Well worth the effort
A steep climb
Yes, the trip to greatness is a steep climb, but the view is that much sweeter when you work for it. Challenge is the spice of life, don't balk at it, accept it with competitive vigor. Remember, you are awesome, capable of everything and anything you have ever dared to dream of.

{Side note: I am not perfect. Some of my best advice comes from my own downfalls and lessons. If anyone needs this post the most, it is me.}

A good song for this post is Pink's F--in' Perfect.

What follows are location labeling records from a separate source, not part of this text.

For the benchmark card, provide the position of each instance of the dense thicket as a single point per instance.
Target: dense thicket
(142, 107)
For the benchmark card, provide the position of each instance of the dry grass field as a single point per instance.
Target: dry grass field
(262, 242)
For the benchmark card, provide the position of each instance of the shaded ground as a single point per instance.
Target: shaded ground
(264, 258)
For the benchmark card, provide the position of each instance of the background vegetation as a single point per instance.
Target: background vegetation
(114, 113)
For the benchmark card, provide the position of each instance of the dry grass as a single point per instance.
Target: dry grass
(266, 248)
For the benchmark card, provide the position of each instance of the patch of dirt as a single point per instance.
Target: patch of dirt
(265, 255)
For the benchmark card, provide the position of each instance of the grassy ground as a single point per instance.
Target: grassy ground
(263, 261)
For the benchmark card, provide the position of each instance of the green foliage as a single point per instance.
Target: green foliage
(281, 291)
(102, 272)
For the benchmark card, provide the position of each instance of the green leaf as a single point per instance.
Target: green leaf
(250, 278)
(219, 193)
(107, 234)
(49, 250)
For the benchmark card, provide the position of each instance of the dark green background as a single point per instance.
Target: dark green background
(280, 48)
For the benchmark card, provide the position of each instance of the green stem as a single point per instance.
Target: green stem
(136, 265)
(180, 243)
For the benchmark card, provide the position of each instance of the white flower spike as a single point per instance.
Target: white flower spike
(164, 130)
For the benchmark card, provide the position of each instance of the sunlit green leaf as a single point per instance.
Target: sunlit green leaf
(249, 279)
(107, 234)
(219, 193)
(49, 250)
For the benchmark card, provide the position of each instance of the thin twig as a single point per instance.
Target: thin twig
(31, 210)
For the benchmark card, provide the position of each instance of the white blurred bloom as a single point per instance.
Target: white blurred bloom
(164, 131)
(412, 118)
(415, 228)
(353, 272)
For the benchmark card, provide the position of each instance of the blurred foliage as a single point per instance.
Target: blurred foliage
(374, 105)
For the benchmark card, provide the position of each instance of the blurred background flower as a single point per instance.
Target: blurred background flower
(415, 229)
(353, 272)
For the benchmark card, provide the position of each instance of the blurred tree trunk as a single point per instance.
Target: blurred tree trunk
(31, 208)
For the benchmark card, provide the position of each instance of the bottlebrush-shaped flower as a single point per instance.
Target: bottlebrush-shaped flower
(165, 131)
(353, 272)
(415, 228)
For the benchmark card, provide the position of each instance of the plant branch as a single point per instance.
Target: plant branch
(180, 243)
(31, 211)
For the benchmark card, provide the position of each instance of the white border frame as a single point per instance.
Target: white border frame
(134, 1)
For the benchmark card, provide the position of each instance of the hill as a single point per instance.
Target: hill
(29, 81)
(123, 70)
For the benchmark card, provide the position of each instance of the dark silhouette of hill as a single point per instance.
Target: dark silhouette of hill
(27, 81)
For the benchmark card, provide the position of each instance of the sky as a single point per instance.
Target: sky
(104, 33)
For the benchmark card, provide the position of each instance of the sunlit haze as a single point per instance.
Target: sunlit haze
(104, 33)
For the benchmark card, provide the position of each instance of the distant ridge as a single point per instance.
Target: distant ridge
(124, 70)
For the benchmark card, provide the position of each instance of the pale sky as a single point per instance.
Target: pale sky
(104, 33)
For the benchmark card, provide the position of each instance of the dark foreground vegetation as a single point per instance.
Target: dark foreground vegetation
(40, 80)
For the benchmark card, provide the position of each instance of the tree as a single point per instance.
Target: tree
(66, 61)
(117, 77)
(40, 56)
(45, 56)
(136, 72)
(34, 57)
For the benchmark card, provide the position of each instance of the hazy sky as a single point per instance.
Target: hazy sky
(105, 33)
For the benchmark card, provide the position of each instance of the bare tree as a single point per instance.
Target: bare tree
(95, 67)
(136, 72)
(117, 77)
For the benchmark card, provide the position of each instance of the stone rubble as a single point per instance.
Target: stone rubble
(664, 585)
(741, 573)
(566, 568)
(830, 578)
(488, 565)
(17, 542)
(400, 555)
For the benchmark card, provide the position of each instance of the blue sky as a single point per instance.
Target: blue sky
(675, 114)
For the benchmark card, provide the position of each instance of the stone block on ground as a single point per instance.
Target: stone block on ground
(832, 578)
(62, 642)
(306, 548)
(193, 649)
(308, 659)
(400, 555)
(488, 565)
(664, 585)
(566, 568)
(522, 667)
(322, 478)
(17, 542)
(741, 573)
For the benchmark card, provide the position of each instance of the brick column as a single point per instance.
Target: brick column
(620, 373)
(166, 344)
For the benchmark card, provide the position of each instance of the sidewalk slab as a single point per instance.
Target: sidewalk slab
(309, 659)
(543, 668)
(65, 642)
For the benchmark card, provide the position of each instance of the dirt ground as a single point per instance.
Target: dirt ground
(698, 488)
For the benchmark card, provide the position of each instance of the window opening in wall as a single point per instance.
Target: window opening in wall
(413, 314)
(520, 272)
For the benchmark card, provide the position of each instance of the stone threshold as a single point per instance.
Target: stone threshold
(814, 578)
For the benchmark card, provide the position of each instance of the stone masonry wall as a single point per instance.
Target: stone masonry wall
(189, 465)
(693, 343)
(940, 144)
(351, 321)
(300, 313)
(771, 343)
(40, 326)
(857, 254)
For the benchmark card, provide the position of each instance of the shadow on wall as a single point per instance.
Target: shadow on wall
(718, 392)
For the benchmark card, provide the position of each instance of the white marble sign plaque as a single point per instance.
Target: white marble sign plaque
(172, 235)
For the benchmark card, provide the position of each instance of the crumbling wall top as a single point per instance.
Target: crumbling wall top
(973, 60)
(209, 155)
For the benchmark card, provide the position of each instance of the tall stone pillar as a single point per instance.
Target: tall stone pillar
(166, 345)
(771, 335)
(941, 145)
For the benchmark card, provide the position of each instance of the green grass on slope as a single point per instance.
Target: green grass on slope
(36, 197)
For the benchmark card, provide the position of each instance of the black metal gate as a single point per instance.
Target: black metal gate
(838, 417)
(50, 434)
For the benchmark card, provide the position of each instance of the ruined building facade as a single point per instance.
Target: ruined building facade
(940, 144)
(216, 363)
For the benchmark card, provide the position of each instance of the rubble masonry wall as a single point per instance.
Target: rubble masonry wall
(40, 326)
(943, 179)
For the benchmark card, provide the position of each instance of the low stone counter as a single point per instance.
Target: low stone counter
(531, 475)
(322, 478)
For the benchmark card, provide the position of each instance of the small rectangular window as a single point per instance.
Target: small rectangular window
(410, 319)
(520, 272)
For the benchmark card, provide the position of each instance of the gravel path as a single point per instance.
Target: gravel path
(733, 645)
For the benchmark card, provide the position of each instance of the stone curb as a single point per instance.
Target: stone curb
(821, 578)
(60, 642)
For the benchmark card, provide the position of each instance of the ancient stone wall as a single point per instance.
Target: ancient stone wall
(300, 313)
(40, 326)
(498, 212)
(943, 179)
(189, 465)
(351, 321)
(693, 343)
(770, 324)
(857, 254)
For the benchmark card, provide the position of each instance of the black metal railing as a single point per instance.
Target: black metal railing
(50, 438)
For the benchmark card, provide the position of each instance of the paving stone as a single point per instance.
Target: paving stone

"Change the voices, in your head. Make them like you instead."

Sunday, August 21, 2011

Tipping the Balance to Find Harmony

As far as I can tell, we were all put on this Earth to do a few things:
  • Learn
  • Love
  • Be Happy
Okay, maybe there are a few other things for us to do, but you get my drift. One must find harmony in their life, harmony between making yourself happy and creating it for others. If we all just set about to make ourselves happy, with no regard of the happiness of others, the world would be a mess. The same is true of the reverse.

Many people neglect creating their own happiness, instead they focus on pleasing others. What are you doing right now that doesn't make you happy? What would you be doing differently to make you happier? Is someone's opinion holding you back?

I agree that this can be a tricky topic and a balance is not that easily reached, as it is different for all of us. I have battled this one for most of my life, only recently uncovering my true self, discovering what makes Amanda happy, what she is passionate about and how she can follow her bliss in the most harmonious way possible.

We have all been there, when there is no harmonious way to get what we want. Like when you had to dump that guy/girl, even though you cared for them, just not in the right way. Life can be hard, obviously, but we all need to understand that sometimes we do have to tip the balance a little to change things up, to create harmony. What are you fearing that is keeping you from harmony? What can you do today to help create a happier and more harmonious future for tomorrow?



Please remember that the struggle can be worth it, as long as your heart is in the right place. Once you conquer your fears, you will find a truer sense of self. If you don't find this to be correct, perhaps your actions were incorrect. We are all here to learn, so readjust your tactics and plow ahead!

Embrace your unique characteristics that define you.